Mark turned to look back down the road. “Cars coming up the hill would slow down
before entering the hairpin,” he said. “He would have a good shot through the windshield.”
“Yes,” Goran said.
“You were driving?”
“Yes.”
“And Susan was sitting next to you.”
“Yes.”
“And someone else was in the car, right? Some official?”

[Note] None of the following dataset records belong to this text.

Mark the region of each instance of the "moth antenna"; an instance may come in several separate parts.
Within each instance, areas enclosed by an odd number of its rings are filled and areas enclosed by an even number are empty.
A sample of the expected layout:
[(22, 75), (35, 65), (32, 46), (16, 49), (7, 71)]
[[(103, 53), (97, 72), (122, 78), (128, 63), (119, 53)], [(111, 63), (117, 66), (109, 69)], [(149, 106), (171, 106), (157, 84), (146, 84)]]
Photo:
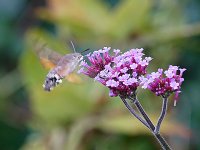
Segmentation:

“There was a guy from the UN who’d been in Mostar looking for places to house some refugees. People were fleeing central Bosnia, the fighting hadn’t started here yet. He didn’t speak Spanish very well, and of course no Bosnian, so your sister was going around with him. He needed to go to Spanish HQ in Medjugorje and she came along to help. I was driving because I knew the route. Also, I had permission to drive the UN-leased vehicles.”
“Where was he sitting?”
“In the back.”
“You two were chauffeuring him.”
“He might have preferred to sit in the front, but your sister had some things she wanted to talk to me about during the drive.”
What? Mark wanted to know, but didn’t ask. Perhaps it was private. Susan had always valued her privacy. “What kind of car was it?”
“You mean . . . ?”
“What make?”
“I don’t remember for sure. A Fiat, maybe. You know, one of the boxy ones. It looked a lot like this car.” Goran pointed at the Zastava.
“A Fiat 128.”
“Maybe.”
Mark returned to sit in the passenger seat and spoke to Goran through the open window. “Show me where the bullet hit the windshield.”
“I don’t know exactly, the whole windshield fractured.”
“You didn’t notice an impact hole afterward?”
“Well . . . I guess it was just about in the center of the right side.”
“Point to the spot.”
“Look, I don’t really know—”
“Just point to the spot you think is most likely.”
Goran did so. Mark sat in the seat and looked past Goran’s finger toward the slope rising beyond the hairpin. The angle would be roughly the same back on the road. According to the autopsy, Susan had been hit on her right side just below the seventh rib. The bullet had gone through her liver and out her lower back. If the sniper was hidden approximately where the curving slope seemed to present a vantage point, then the trajectory Mark was looking at seemed conceivable.